On 19 August, Evans presided over another meeting at which the reply of Governor Hobson to the address was received. Subsequently, the meeting deputed Evans, Hanson and Moreing to proceed to Sydney to lay before the Governor of New South Wales (Sir George Gipps), who then had superior jurisdiction over New Zealand, the views of the settlers on the land question. At the time a Bill was before the Legislative Council of New South Wales, having for its object cancelation of all rights acquired by Maori except such as her Majesty might allow. The Bill was passed, but it was really more particularly aimed at the exorbitant claims of New South Wales residents like Mr. Wentworth, who professed to have acquired twenty million acres from Maori, than at the requirements of genuine settlers such as those at Port Nicholson. Evans and his colleagues were therefore successful in their mission, a fact which they reported to a public meeting on 11 December. In the meantime, the Government did not give satisfaction, and in July 1841, when Governor Hobson proposed revisiting Port Nicholson, Evans took an active part in opposing the presentation of a congratulatory address to him pending the disclosure of the Government policy on various matters affecting the welfare of the settlers. He carried an amendment to this effect, despite the support given to the motion for the address by Mr. Hanson.

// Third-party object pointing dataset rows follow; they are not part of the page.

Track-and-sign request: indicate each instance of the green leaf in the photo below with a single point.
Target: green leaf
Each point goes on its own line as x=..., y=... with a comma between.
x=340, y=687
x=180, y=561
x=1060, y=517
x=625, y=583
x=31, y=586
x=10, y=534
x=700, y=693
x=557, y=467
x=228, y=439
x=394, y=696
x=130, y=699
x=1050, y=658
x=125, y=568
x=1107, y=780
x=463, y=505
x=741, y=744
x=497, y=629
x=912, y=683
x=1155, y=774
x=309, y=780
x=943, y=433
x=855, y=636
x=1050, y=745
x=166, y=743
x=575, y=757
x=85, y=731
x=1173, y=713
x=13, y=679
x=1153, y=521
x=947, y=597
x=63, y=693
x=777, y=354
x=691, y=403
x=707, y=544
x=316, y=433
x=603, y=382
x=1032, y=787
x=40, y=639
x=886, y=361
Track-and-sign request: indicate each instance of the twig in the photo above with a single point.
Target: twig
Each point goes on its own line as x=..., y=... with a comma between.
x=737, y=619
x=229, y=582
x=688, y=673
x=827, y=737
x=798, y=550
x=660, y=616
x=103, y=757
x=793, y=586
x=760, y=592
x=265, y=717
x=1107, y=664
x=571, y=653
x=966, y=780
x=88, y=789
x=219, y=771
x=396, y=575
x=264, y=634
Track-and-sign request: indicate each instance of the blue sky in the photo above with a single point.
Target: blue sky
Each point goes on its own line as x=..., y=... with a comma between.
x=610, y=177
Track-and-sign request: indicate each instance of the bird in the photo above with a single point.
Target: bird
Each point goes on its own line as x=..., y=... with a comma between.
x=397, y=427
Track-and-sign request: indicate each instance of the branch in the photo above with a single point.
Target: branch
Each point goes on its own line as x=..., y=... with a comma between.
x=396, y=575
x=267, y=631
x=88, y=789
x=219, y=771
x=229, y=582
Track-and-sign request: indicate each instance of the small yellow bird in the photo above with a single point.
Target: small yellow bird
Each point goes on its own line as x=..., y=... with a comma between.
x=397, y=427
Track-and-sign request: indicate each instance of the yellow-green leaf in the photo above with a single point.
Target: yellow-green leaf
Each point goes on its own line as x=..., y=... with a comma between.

On 30 August, Evans was one of a deputation which presented a petition to the Governor requesting the immediate grant of a charter of incorporation to the town. In 1843, Dr. Evans took a prominent part in representing the views of the settlers in relation to the Wairau massacre. He did so as the champion of those whose injudicious conduct caused the affray, and was sent as a delegate to Auckland to put their view of the matter before the Governor. He was also hotly opposed to the policy of Governor Robert Fitzroy in cancelling the award of William Spain in relation to the Wellington land claims. Evans did not support the Treaty of Waitangi, and when in England in 1845 acted as the representative of the discontented colonists who demanded the recall of Fitzroy. On this subject he had interviews with the Under-Secretary for the Colonies (Mr. Hope), and corresponded with the late Lord Derby, then, as Lord Stanley, head of the department.

==Career in Victoria==
Evans subsequently went to the colony of Victoria, and took a prominent part in the discussion of the various questions which agitated the early stages of its development under representative institutions. When responsible government was conceded he was returned to the first Victorian Legislative Assembly in November 1856 for Richmond, a seat he held until August 1859. He was Postmaster-General of Victoria from March 1858 to October 1859. When Sir Charles Gavan Duffy left the Government in March 1859, Dr. Evans took the additional portfolio of Minister of Lands, which he held till the dissolution of the Cabinet in October 1859. Evans represented Avoca from October 1859 to July 1861 and Maryborough from October 1861 to August 1864. In the third O’Shanassy Government Dr. Evans was Postmaster-General from December 1861 to June 1863. He was for a considerable period editor of the Melbourne Herald. Evans died at Wellington on 23 September 1868 and was buried at Bolton Street Cemetery.